Recently, a paper was published in the journal Science Advances by a team of scientists from Brazil and United States, describes the discovery of a coral reef system that is 600 miles long (Larger than the state of Delaware!).


A map of the Amazon shelf showing the newly discovered reef structures in yellow.  Courtesy of Carlos Rezende (UENF) and Fabiano Thompson (UFRJ)

Patricia Yager of the University of Georgia and her research team received funding to go to the mouth of the Amazon to study how the nutrient-rich plume of the world’s largest river affects the ocean in 2012.

However, Yager also wanted to explore the premise of a scientific article from the 1970s that mentioned a scientist capturing reef fish along the continental shelf, which suggested a coral reef may be somewhere in the area.

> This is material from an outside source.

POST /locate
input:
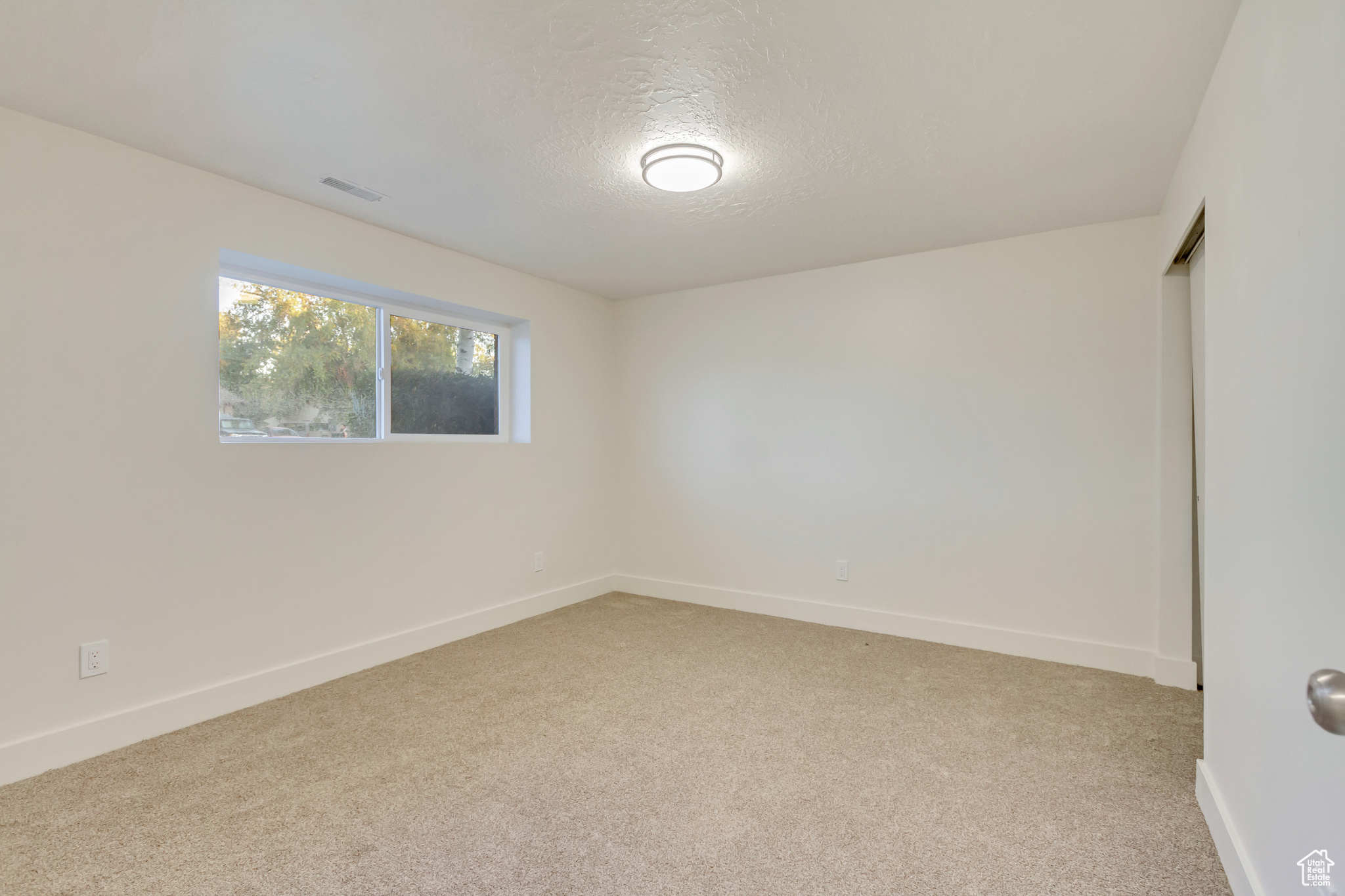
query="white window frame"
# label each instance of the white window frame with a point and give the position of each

The search proved fruitful. “We brought up the most amazing and colorful animals I had ever seen on an expedition,” Yager said.


Scientists shown with specimens they collected from the newly discovered reef during trawling and dredging. F. Moraes/Courtesy of Carlos Rezende (UENF) and Fabiano Thompson (UFRJ)

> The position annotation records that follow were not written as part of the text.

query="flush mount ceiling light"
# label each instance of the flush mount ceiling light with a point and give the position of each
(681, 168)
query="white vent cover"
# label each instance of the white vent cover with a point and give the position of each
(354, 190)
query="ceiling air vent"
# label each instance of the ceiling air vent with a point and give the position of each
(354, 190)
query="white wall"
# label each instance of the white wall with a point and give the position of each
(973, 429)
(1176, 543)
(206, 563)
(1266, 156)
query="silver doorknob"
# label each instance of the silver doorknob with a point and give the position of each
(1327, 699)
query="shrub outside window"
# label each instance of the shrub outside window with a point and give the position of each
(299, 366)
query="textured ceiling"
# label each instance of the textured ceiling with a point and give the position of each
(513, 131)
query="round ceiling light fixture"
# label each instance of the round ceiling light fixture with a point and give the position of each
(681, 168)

As it turns out, a lot of the reason this amazing reef system was never discovered has to do with what’s in oceanography textbooks.

Because coral needs light to grow, conventional wisdom says that a big, muddy tropical river like the Amazon or the Congo in Africa blocks so much light a coral reef would be prohibited from growing.


A plume of muddy Amazonian freshwater floats atop salty ocean water, occluding the coral reef below. LANCE WILLIS

Due to the movement of the Amazon’s plume during the year, the southern end of this reef system gets enough sunlight for corals to grow.

Isn’t it amazing how much we are still learning about our Oceans?

Unfortunately, this coral reef system is already in danger…

“From ocean acidification and ocean warming to plans for offshore oil exploration right on top of these new discoveries, the whole system is at risk from human impacts,” Yager said.